Hey Snackers,
Plants already won the week — Burger King's now cooking its meat-free Impossible Whopper nationwide.
Stocks touched record highs again as (another) US trade delegation heads to China to end the trade war and more earnings reports head to Wall Street.
Off by a billion... Revenue growth for Google-parent Alphabet decelerated hard in the 1st quarter to its slowest pace since 2015. And the profit made off that $1B-less-than-expected revenue was also (you got it) less than expected. Shares tanked 7% after investors learned Google is ~~human~~ fallible.
"Hey Google: What is competition?"... It's Facebook, Twitter, Snapchat, and Amazon. All of them have surging advertising divisions and they're all bad for Google. Here's the ad growth scoreboard for Q1:
Google's monopoly game is over... For 15 years, its business model was to grow the internet (developed to developing nations, desktop to mobile), then reap more and more $$ off it with online ads. Now it's ad-dependent — Ads are 86% of its revenues. With today's real competition, Google needs to embrace a new skill or embrace less growth.
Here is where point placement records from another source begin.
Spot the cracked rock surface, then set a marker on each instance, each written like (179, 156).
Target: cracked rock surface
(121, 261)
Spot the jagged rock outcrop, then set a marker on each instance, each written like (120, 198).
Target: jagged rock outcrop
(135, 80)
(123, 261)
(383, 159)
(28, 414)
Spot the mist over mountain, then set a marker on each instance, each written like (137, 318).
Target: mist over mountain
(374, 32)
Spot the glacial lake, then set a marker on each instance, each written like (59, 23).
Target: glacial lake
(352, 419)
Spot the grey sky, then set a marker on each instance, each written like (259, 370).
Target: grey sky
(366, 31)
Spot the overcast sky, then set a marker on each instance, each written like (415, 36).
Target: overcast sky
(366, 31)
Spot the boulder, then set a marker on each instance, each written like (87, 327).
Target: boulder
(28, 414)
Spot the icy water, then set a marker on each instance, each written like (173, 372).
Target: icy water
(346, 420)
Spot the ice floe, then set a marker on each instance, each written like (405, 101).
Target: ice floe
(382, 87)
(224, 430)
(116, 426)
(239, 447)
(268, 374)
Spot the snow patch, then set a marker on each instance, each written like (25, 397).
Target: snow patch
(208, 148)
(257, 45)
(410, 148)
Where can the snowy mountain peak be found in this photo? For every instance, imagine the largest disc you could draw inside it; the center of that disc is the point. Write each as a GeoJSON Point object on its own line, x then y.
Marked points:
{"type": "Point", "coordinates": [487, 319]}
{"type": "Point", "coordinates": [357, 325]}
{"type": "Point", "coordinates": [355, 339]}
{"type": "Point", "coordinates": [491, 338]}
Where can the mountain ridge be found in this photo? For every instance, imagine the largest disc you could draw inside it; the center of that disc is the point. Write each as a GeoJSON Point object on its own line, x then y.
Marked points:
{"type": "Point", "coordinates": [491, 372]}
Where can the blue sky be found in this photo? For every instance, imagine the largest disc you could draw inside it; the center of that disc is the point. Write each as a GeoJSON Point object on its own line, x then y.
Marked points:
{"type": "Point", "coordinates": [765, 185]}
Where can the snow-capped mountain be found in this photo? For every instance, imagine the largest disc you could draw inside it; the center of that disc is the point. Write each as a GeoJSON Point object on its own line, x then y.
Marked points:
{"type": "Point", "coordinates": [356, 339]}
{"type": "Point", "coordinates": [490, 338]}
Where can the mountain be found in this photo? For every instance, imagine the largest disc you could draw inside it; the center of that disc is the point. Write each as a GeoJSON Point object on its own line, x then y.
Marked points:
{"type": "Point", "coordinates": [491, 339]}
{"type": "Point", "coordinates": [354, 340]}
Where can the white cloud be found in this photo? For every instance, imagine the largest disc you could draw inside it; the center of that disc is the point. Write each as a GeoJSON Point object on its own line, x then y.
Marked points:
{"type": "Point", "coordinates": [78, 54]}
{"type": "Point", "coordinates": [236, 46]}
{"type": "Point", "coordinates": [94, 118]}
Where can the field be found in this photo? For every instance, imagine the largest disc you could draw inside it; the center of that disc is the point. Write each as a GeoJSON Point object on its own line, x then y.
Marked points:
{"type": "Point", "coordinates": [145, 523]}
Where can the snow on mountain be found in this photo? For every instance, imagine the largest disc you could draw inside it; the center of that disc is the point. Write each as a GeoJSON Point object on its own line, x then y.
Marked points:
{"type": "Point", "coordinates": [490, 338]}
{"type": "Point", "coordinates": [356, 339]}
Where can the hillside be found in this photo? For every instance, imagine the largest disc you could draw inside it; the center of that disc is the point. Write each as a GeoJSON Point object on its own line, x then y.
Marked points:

Hitting 100M app downloads deserves Adele's Grammy... Getting 100M humans to pay monthly for something is elite tech status — Netflix and Amazon have it, and now Spotify has joined the band, too. Quarterly earnings showed 217M people logged into Spotify accounts at least once a month. Here's who they/you are:
A scrub is a guy that thinks he's fly... but doesn't make profits. If you're surprised Spotify lost $158M last quarter, remember it pays 70% of revenue back to artists like TLC and their record labels. And it splurged $500M lately to buy podcast companies...
Pods are Spotify's profit puppies... CEO Daniel Ek thinks 20% of listening on his platform won't be music — that's why he calls Spotify an "audio" company. And it's why he bought Gimlet's pod portfolio in February. Spotify doesn't have to share revenue with podcasts because they're financed by their own in-pod ads. Or Spotify already owns them.
Same architect?... Marriott International and Airbnb both announced shiny new ventures Monday. But they look a lot alike: Airbnb is entering the hotel biz, while Marriott is jumping into home rentals:
That's not where the similarities end... Both will feel more hotel, less Craigslist. They'll be maintained and cleaned by 3rd party management companies so you're not guessing whether the sheets are supposed to be off-white.
Same product, but different target customers... As Airbnb preps to IPO soon, Marriott doesn't want to lose its old school business travelers. And Airbnb wants its Millennials to stop wasting money at old school hotels. They're each dipping into the other's playbook to hospitably keep their same core users.
Correction: Yesterday's Snacks referenced that PayPal acquired the parent company of Venmo for $26M. In fact, the parent company of Venmo (Braintree) had acquired Venmo for $26M in 2011, while PayPal acquired Braintree for $800M in 2013.